Wikipedia:Bots/Requests for approval/YTStatsBot
- The following discussion is an archived debate. Please do not modify it. To request review of this BRFA, please start a new section at Wikipedia:Bots/Noticeboard. The result of the discussion was Request Expired.
New to bots on Wikipedia? Read these primers!
- Approval process – How this discussion works
- Overview/Policy – What bots are/What they can (or can't) do
- Dictionary – Explains bot-related jargon
Operator: Petewarrior (talk · contribs · SUL · edit count · logs · page moves · block log · rights log · ANI search)
Time filed: 08:37, Friday, February 19, 2021 (UTC)
Function overview: Update the stats (subscriber count, views, last update date) in YouTube Personality infoboxes by data fetched from YouTube API.
Automatic, Supervised, or Manual: Supervised
Programming language(s): Python 3.7
Source code available: https://github.com/petewarrior/pywikibot-youtube-subscribers/
Links to relevant discussions (where appropriate):
Edit period(s): Manually (every few days)

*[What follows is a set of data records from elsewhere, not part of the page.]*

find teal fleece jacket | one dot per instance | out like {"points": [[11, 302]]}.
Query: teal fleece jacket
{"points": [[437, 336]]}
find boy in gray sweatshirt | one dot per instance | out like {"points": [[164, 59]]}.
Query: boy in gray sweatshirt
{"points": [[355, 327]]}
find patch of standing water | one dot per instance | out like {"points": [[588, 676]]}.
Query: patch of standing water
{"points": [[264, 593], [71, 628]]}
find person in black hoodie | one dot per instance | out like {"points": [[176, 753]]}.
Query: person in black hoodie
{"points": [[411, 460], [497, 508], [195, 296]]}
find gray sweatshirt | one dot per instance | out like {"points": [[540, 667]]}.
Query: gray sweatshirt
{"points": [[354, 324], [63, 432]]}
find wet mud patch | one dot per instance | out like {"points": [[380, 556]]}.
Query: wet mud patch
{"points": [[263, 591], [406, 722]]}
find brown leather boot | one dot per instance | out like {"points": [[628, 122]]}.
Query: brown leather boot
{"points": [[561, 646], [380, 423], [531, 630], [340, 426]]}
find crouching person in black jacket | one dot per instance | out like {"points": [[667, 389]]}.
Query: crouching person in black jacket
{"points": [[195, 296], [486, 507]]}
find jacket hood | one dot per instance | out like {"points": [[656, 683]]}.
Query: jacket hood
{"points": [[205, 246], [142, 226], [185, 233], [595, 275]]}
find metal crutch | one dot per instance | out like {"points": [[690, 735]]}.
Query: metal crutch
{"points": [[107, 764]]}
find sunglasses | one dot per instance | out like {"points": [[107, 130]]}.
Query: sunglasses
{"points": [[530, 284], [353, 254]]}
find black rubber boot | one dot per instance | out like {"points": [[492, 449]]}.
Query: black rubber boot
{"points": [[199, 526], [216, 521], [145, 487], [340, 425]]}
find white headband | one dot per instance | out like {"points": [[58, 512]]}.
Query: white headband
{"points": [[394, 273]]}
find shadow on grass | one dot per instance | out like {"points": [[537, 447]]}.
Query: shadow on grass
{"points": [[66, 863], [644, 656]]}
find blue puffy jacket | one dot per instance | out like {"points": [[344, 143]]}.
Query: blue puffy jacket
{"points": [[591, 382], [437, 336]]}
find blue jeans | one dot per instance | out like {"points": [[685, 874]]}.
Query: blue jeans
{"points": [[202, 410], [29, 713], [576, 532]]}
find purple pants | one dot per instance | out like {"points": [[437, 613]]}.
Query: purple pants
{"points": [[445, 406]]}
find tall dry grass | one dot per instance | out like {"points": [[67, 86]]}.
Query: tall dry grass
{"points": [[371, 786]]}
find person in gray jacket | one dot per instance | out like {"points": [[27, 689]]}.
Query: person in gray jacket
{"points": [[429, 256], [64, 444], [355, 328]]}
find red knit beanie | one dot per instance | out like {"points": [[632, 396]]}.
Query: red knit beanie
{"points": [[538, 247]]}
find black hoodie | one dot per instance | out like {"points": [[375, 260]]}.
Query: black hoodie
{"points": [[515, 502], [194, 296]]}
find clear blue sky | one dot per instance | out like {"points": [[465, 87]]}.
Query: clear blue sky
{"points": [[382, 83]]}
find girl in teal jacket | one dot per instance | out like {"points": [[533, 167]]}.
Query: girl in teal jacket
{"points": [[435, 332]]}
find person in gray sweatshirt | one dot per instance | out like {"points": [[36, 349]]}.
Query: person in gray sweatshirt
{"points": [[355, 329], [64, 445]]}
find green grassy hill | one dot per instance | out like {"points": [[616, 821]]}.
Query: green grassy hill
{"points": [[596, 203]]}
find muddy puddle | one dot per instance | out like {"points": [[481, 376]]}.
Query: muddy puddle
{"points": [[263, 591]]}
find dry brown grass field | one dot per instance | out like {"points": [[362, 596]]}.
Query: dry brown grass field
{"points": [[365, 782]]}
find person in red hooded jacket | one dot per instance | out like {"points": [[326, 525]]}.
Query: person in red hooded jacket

Estimated number of pages affected: 10-20, may accept requests as long as infobox is in the supported format
Namespace(s): Mainspace
Exclusion compliant (Yes/No): Yes
Function details:
This script works in three steps:
1. Parse a YouTube personality infobox on a Wikipedia page to obtain the channel ID (except for infoboxes using channel_direct_url)
2. Query the statistics for the channel ID to the YouTube API
3. Update the stats in the infobox
Requires Pywikibot, Python 3, and a YouTube API key.
Page requirements
- The page must have a Wikipedia YouTube personality infobox, either on its own or as a module in another infobox.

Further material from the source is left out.